“Then it was well you did, ma’am, or you would have come across tied on to a mussuck, and your good gentleman there would never have been heard of again. But I suppose it was that stirred up the Codgers, making ’em think they’d been choused somehow. They killed the old Parsee, anyhow, and collared the jewels themselves, instead of handing ’em over, and then made off, leaving me to find everything had gone wrong.”

“Well, if y’ask me,” said Eveleen vigorously, “I think it served you right entirely. Are you not ashamed of yourself, Tom Carthew, to be plotting this way?”

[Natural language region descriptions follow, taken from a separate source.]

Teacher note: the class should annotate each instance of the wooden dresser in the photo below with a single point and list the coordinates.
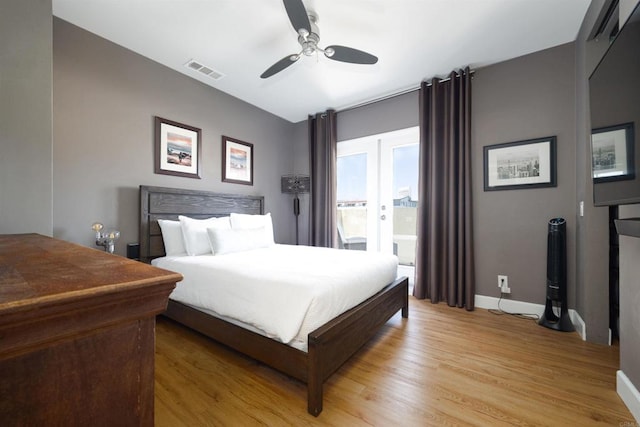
(77, 334)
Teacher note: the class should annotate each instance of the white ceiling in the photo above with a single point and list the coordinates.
(413, 39)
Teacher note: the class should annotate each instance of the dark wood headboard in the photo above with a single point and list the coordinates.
(167, 203)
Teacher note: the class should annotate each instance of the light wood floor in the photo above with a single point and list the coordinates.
(442, 366)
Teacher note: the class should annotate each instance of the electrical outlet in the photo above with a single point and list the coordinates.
(503, 284)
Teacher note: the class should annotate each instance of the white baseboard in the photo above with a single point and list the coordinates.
(629, 394)
(512, 306)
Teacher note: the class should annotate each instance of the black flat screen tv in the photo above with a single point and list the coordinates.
(614, 91)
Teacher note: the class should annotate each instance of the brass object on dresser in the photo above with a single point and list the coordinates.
(77, 334)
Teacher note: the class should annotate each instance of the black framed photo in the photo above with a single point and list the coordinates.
(612, 151)
(520, 164)
(177, 148)
(237, 161)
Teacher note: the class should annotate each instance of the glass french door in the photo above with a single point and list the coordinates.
(377, 179)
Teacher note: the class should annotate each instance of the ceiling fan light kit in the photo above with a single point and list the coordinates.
(305, 25)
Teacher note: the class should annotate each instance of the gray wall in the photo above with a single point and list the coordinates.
(630, 300)
(592, 232)
(528, 97)
(25, 117)
(105, 100)
(524, 98)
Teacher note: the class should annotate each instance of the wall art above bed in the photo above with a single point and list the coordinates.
(520, 165)
(177, 148)
(237, 161)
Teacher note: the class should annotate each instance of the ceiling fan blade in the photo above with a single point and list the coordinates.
(349, 54)
(297, 15)
(280, 65)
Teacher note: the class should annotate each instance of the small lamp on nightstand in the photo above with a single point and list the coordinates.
(106, 239)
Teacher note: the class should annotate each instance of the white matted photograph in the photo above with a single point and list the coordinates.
(177, 148)
(237, 161)
(520, 165)
(612, 153)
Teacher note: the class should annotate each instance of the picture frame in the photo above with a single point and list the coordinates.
(520, 165)
(178, 148)
(612, 152)
(237, 161)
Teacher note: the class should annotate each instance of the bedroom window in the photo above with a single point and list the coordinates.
(377, 179)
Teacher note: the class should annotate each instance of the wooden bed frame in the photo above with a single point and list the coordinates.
(329, 346)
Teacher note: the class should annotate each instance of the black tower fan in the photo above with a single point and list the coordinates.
(557, 278)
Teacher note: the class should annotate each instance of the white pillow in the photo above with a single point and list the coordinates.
(225, 241)
(172, 237)
(245, 221)
(194, 232)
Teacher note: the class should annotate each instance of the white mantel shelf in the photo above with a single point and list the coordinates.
(628, 227)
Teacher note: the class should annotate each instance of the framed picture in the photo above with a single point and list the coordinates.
(520, 165)
(177, 148)
(237, 161)
(612, 153)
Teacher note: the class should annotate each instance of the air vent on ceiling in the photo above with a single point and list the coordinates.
(207, 71)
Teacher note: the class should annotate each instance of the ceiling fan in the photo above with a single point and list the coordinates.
(309, 36)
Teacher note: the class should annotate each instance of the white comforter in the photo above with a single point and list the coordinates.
(281, 288)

“Don’t, Miss Evie, don’t! Ain’t we all in the same boat? If I failed to get the jewels, wasn’t it because somehow or other I got hold of the Major as well as yourself—and then listened to you and let him be brought here? And if you ain’t bringing ’em the good luck they looked for—why, it’s as plain as a pikestaff your thoughts are on the Major, not the Khan.”

“I would just think so!”

“Well, there you are, you see. If there was ever any chance of the General getting within twenty miles of this place, do you think the Major would be there to see it? Why, it’s he keeps you from doing your duty by them—that’s the way they look at it.”

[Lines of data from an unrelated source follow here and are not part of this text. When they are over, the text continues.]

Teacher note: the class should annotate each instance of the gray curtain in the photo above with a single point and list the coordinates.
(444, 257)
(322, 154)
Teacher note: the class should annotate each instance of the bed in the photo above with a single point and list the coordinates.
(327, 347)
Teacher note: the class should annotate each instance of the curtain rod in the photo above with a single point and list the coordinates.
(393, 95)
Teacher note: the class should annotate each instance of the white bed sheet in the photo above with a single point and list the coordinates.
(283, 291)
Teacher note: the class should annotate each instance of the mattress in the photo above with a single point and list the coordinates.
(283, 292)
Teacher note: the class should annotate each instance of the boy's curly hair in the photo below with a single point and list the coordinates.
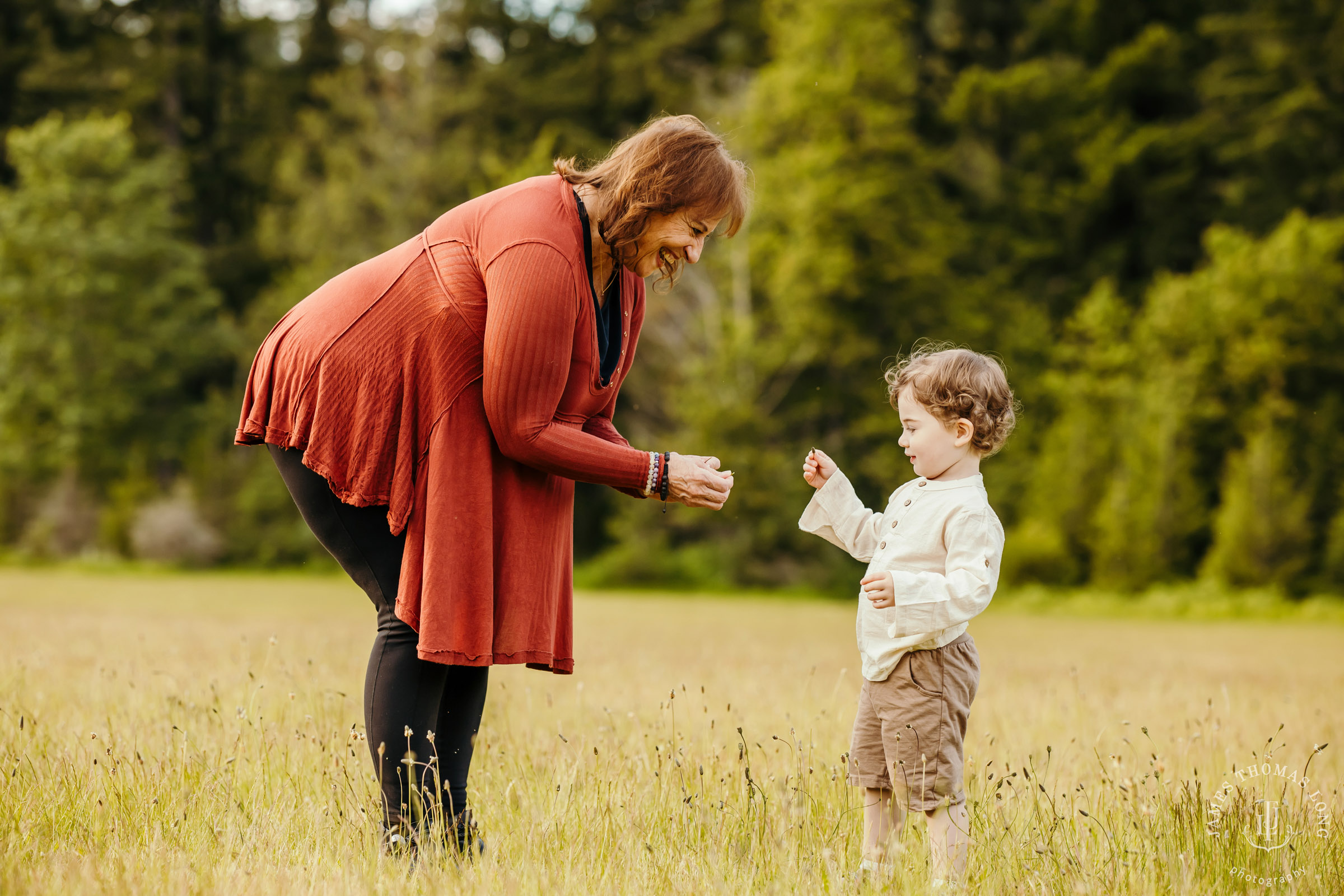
(959, 383)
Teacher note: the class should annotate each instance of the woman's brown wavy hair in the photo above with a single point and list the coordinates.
(670, 164)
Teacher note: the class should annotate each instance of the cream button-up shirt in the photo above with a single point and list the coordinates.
(942, 544)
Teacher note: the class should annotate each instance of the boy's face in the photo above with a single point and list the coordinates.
(932, 446)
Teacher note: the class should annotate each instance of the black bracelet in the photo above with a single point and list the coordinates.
(663, 480)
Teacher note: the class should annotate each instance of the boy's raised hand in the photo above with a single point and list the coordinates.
(818, 468)
(879, 589)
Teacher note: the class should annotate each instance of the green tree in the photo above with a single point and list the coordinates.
(109, 328)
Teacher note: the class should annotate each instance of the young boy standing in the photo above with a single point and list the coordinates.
(933, 564)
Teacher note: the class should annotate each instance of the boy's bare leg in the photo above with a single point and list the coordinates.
(949, 840)
(884, 819)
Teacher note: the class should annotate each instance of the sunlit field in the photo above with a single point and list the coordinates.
(172, 734)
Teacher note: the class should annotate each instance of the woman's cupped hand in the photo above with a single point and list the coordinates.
(696, 480)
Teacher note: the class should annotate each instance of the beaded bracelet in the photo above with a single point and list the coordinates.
(651, 480)
(664, 480)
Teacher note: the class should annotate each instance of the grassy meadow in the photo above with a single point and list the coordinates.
(174, 734)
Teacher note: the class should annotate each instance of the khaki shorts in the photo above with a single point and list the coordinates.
(909, 731)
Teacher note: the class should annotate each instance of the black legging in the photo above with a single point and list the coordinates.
(401, 691)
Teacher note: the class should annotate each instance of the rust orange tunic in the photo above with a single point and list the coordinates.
(455, 379)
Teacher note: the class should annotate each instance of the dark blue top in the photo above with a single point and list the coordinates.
(608, 312)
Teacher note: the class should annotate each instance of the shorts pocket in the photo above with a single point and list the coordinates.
(925, 668)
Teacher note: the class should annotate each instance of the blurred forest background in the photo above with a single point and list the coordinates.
(1137, 206)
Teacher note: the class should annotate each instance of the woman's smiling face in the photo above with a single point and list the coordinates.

“But you wouldn’t think—after all this time——?”

“It’s my fault again. I told ’em he was dying, you see—couldn’t live above a day or two—and I believed it. But he’s alive still.”

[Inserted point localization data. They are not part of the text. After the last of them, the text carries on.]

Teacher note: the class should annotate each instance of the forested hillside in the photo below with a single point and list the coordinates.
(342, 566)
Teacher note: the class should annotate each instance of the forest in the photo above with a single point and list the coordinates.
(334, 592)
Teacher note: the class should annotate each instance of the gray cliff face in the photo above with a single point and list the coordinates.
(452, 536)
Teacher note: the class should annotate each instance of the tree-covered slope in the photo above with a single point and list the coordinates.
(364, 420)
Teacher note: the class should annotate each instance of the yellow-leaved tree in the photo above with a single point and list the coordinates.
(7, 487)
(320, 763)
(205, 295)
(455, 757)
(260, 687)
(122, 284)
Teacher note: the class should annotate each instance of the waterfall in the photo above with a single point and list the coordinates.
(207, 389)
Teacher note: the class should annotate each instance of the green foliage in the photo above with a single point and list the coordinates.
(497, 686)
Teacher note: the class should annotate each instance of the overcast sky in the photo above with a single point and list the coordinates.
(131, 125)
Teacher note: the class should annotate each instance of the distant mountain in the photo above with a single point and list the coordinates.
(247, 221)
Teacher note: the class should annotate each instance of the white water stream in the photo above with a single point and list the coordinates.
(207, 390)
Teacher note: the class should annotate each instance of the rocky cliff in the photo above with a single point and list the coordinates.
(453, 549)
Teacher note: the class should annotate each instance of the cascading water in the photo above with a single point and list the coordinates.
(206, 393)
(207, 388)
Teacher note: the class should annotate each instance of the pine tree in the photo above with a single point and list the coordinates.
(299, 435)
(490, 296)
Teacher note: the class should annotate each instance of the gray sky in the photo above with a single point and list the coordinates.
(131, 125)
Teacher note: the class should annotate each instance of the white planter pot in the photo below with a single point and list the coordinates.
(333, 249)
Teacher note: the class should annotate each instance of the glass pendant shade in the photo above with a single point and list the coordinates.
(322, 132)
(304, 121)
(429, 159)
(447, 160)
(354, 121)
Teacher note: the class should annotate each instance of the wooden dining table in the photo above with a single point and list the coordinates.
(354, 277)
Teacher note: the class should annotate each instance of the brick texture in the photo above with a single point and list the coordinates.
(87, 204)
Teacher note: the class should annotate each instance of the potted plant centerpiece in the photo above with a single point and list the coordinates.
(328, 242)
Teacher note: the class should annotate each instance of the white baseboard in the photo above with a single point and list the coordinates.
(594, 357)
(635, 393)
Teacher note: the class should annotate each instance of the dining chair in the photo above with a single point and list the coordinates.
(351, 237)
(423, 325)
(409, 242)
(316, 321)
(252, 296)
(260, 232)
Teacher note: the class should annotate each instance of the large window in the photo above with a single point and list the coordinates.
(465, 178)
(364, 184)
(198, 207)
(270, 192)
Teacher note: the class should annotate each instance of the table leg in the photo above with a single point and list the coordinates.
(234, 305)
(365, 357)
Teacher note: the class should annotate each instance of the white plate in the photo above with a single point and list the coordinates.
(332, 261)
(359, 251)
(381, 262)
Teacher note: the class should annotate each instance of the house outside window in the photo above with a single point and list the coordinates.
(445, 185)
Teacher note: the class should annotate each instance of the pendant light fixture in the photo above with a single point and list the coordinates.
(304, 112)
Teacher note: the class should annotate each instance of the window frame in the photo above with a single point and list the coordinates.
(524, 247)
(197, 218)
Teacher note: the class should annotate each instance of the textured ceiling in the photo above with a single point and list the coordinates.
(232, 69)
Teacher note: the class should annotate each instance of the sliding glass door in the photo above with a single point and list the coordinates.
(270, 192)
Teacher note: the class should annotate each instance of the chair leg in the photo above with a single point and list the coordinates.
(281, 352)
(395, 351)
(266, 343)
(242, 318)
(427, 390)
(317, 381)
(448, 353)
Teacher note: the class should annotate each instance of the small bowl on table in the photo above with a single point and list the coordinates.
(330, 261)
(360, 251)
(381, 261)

“Of course he is! And sometimes—I almost think there seems a little weeshy bit of difference—a sort of change in his eyes—as if his soul was trying to find its way back, don’t you know?”

“Miss Evie, don’t—for pity’s sake! The one chance for you is that he stays as he is. I don’t think the Khan would finish off a man in that state—I hope he wouldn’t. But if once he saw him beginning to get better——”

“Y’are a nice old croaker, Tom! Then the General must come quick, before he gets better—eh? But what did you mean by saying there was not a great chance of his coming?”